The result is that chips are not cleared from the tool and tend to dig into the surface of the chamfer, increasing pressure and producing the common cratering and, eventually, causing the tool to fracture in a horizontal plane.

He says his company's Engineered Micro-Geometry edge-preparation technology provides some of the same functions as chamfering but eliminates the chip-pinching problems caused by the negative rake angle of a chamfer.

The technology applies a specific geometrically shaped rounded edge — radius, oval or waterfall-shaped — that makes the cutting edge stronger.

The specific geometrically shaped rounded edge gives the edge of the cutting tool its best condition to attack the workpiece material, Shaffer says.

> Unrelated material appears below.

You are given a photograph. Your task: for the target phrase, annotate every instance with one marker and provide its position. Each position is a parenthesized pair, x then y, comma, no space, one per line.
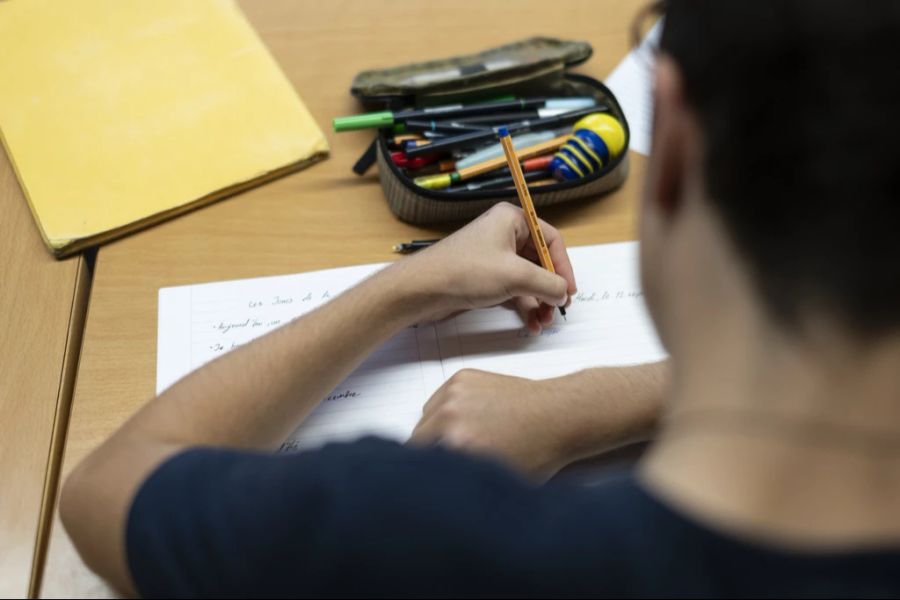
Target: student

The chip flow on the tool with the Engineered Micro-Geometry radius edge prep allows chips to escape the cutting zone and reduces the angle of incidence with the cutting tool, Shaffer says. That reduces the tool pressure and tool temperature and increases the life of the tool, he adds.

When using radial-style edge prep, the tool feedrate will always be greater than the size of the edge prep. Therefore, the 90-degree rake angle of the tool effectively clears the cut chips without trapping material between the cutting tool and the workpiece (see drawings below).